A Wise And Warm Summer Comedy

The opening moments of Booksmart, the directorial debut of actress Olivia Wilde, present a question, just by force of viewing habit: What kind of cinematic high-school girl type is this?
Played by Beanie Feldstein, Molly begins her day listening to affirmations about achieving greatness. She goes off to school, where she's class president. She suffers no fools, gladly or otherwise. From these hints, you might guess that in the world of high school movies, she is an Election Tracy Flick type: driven, insufferable, unpopular. But you also see her dance like a goofball with her best friend Amy (Kaitlyn Dever), and then you think ... maybe not. Maybe she is a warm and likable nerd, the underdog type. And at some point, it comes into focus: Neither she nor Amy is any cinematic type at all.

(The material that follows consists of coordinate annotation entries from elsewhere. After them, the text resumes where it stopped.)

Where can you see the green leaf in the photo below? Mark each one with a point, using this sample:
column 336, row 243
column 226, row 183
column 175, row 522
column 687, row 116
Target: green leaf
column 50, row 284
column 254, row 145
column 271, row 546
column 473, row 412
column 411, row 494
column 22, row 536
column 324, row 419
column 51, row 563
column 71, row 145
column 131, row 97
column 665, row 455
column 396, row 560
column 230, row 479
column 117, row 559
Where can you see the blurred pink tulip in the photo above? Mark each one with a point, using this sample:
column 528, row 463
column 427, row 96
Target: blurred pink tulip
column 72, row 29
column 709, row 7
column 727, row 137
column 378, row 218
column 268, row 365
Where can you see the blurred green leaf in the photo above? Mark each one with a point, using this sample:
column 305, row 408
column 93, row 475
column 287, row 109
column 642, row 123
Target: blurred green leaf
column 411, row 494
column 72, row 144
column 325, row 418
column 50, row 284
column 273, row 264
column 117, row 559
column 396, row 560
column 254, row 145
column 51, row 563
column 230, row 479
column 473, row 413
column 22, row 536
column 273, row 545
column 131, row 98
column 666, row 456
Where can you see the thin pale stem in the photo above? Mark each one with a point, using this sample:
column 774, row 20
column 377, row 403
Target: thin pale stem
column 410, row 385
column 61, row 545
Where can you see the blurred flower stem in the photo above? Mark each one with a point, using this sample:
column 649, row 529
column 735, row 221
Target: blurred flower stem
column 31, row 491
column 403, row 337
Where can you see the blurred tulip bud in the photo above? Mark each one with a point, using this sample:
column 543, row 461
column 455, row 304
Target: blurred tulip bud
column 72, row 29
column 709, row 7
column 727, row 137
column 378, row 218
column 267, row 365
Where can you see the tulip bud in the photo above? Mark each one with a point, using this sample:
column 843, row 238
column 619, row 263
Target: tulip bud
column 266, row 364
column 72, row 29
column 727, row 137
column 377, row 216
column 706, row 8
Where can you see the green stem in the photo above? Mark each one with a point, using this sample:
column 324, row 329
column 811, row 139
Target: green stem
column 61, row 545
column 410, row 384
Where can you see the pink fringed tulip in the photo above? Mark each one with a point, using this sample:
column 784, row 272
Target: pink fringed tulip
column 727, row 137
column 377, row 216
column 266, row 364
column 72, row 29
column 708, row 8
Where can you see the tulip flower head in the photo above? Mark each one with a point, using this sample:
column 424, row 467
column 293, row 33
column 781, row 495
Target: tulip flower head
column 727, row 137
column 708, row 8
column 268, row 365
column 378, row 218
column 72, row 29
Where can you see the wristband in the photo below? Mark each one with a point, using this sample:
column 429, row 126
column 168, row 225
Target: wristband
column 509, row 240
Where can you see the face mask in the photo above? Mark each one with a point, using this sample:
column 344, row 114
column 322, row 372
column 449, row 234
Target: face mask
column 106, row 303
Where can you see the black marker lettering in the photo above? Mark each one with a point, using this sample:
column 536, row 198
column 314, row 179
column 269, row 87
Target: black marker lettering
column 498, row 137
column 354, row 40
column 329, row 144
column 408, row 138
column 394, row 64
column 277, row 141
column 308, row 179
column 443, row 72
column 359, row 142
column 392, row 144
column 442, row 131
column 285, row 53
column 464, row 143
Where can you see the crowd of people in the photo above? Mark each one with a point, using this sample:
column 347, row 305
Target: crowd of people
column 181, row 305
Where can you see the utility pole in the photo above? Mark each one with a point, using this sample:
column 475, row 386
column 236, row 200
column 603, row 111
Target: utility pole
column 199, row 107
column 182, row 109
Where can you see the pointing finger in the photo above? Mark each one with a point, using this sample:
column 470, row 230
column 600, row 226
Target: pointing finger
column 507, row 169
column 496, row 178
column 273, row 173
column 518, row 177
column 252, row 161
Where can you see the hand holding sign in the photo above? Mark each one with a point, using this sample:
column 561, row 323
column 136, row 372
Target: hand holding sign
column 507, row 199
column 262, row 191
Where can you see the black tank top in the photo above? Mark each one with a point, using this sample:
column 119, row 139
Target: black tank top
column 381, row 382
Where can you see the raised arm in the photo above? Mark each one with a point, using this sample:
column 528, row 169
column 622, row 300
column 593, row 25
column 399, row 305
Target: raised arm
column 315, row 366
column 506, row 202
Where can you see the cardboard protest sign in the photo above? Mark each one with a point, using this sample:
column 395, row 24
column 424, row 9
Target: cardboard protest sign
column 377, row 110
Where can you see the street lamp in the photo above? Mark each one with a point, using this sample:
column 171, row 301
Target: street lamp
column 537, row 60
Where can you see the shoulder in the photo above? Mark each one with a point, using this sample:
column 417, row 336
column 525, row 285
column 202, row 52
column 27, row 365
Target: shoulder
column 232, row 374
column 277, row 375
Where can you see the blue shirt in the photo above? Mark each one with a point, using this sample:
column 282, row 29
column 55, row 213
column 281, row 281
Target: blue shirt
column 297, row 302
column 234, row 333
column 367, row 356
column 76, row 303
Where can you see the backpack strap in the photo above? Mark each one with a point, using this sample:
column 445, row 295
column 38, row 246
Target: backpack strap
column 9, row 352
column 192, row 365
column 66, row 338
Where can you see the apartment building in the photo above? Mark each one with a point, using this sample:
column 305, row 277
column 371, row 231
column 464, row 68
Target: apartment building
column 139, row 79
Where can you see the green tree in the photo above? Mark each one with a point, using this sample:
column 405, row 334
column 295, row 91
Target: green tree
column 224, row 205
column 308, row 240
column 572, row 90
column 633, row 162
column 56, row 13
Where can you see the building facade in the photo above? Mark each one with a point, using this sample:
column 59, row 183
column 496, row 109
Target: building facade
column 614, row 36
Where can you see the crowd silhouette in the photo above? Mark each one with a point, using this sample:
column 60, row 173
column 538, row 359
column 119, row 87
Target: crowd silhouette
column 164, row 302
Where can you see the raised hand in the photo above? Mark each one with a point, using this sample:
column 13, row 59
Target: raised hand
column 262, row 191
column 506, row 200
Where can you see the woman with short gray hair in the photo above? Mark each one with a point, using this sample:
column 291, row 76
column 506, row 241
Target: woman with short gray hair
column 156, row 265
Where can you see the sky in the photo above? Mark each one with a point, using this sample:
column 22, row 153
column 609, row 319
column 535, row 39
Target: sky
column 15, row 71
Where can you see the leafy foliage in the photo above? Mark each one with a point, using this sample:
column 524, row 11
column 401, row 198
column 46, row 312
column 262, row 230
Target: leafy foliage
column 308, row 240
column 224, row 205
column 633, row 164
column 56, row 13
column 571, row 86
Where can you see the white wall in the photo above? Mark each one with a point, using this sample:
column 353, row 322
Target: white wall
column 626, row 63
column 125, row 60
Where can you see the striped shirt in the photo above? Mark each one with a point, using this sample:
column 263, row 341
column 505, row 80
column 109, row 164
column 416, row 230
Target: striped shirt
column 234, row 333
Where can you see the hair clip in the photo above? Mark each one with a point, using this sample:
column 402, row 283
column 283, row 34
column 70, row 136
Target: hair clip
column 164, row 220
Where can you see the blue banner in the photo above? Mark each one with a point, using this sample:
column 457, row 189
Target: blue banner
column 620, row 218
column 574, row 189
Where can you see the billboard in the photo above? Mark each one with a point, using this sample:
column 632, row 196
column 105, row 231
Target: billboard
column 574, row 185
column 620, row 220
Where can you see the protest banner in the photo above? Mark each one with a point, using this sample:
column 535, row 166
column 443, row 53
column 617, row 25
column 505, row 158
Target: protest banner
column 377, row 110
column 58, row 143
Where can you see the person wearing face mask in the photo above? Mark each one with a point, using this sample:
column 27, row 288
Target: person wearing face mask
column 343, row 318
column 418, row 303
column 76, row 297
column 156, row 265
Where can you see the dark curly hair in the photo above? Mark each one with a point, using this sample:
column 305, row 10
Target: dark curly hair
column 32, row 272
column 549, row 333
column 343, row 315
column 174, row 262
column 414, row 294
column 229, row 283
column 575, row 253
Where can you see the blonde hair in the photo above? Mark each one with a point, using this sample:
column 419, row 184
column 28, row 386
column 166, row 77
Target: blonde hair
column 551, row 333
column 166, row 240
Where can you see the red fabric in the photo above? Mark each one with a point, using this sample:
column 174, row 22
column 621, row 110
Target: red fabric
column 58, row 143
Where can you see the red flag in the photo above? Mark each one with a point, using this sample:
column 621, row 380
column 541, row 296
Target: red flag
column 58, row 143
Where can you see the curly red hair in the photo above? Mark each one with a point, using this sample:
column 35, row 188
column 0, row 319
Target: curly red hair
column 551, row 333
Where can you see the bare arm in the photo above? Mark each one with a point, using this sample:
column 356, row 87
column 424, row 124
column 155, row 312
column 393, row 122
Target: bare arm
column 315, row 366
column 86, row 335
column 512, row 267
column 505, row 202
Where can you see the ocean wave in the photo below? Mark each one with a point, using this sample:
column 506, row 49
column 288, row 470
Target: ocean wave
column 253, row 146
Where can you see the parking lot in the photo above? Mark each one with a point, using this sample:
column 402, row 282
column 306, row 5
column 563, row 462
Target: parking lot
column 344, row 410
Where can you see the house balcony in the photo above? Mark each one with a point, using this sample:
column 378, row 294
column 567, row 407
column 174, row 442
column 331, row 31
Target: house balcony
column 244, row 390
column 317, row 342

Molly and Amy are best friends who love each other more than anything, who are about to graduate from high school and head off to college. They have both — Molly especially — focused on school, believing (or perhaps telling themselves?) that they were not partying much, not getting too wild, not having the wrong kind of fun, because they were academically driven. But then, Molly learns that some of the kids she's always thought she wouldn't want as friends because they don't care about school are about to go to colleges as good as hers. This shakes her. Perhaps high school, she realizes, is not a choice between academic success and social immersion. Perhaps she has abstained from much of party life for no real reason.